Те, кто будет усматривать в «Остромове», посвященном второй половине 20-х годов ХХ века, параллели с нынешними нулевыми, будут правы, хотя это, конечно, не вся правда. Начало 20-х с той же и даже большей энергией, что и наши 90-е, выталкивало на поверхность бурлящей человеческой массы трикстеров, жуликов и самозванцев; в сущности, самозванство — так же как и в 90-е — было обычным способом человеческого существования, когда социальные роли менялись с такой быстротой, что вжиться в них, приспособиться к ним не было никакой возможности. Оставалось только играть. Остап Ибрагимович (кстати, Остромов был с ним знаком) преуспел просто потому, что играл лучше остальных. К концу 20-х головокружительные возможности социальных перевоплощений начали неудержимо схлопываться — как и у нас, к началу нулевых. Об этом — о превращении «сверхчеловеческого» в не-человеческое, а потом и бес-человеческое — собственно и повествует вся «петербургская» трилогия Быкова, в которой «Остромов» — замковый камень.
Так вот, о мистике.
Несомненный, однако до сих пор «недопроявленный» мистический потенциал 90-х если кем и исследован, то разве что Юзефовичем (да еще Марией Степановой в ее фантастических балладах). Мистический потенциал ранних 20-х воплотился во множестве литературных свидетельств — от пророческого сна булгаковского Алексея Турбина с его посещением построенных загодя райских краснозвездных палат для павших на Перекопе до марширующих по дорогам Первой мировой мертвецов, страшного видения солдата-убийцы в «Сестрах» Алексея Толстого. Или, если вспомнить поэзию, — в визионерской «Песне об отпускном солдате» Николая Тихонова.
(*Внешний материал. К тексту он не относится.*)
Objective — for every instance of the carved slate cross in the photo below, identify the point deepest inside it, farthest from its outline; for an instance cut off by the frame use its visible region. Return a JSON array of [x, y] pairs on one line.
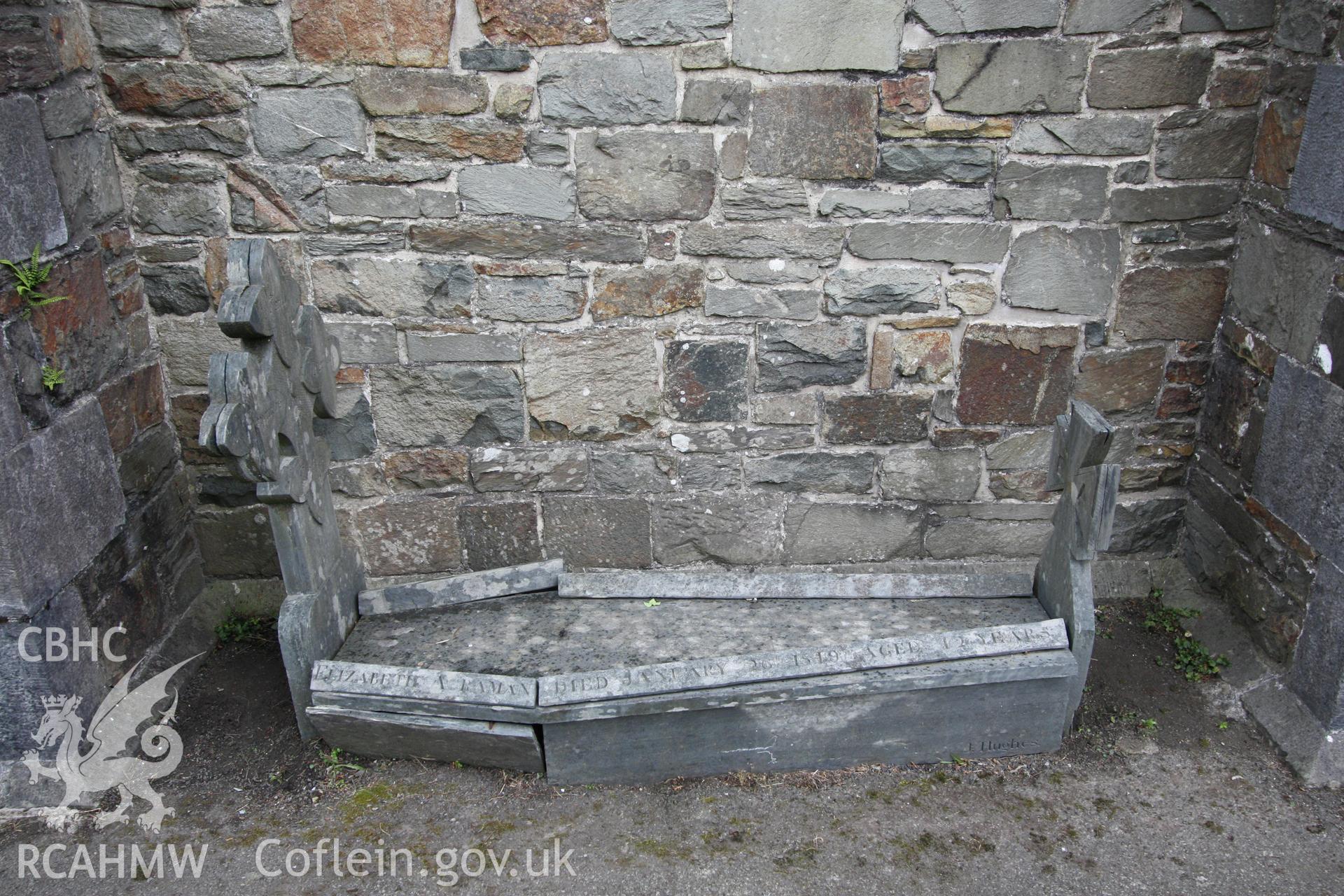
[[1086, 510]]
В смутное время ткань самого бытия рвется по швам, и трикстер, самозванец, попросту говоря, жулик вполне может оказаться той человеческой машиной, которая аккумулирует некие новые, сверхъестественные возможности, закрытые в эпохи стабильного уклада, и, порой помимо своей воли, пускает их в ход. Именно это и произошло в «Остромове».
Веселый и циничный жулик Остромов в общем-то ни на что не претендует, тем более что рядом с ним (см. рецензию Никиты Елисеева) бок о бок действуют настоящие, неподдельные мистики и странные силы. Но именно он инициирует восторженного и чистосердечного Даню — именно после его смехотворных упражнений в «медитации» Даня наблюдает странное устройство «эонов» и научается левитации. Тем более, как выясняется, именно обман Остромова способен придать страшной машинерии Вселенной видимость человечности: на деле там нет ничего, кроме пустоты и страшных двигающихся шестеренок. Человек (уверяет настоящий, неподдельный и оттого страшный мистик, тоже незримо «пасущий» и опекающий Даню) способен попасть на тонкий план, но только как деталь механизма, смазка для вселенских колес. Не как живое и теплое. И уж во всяком случае, не как личность.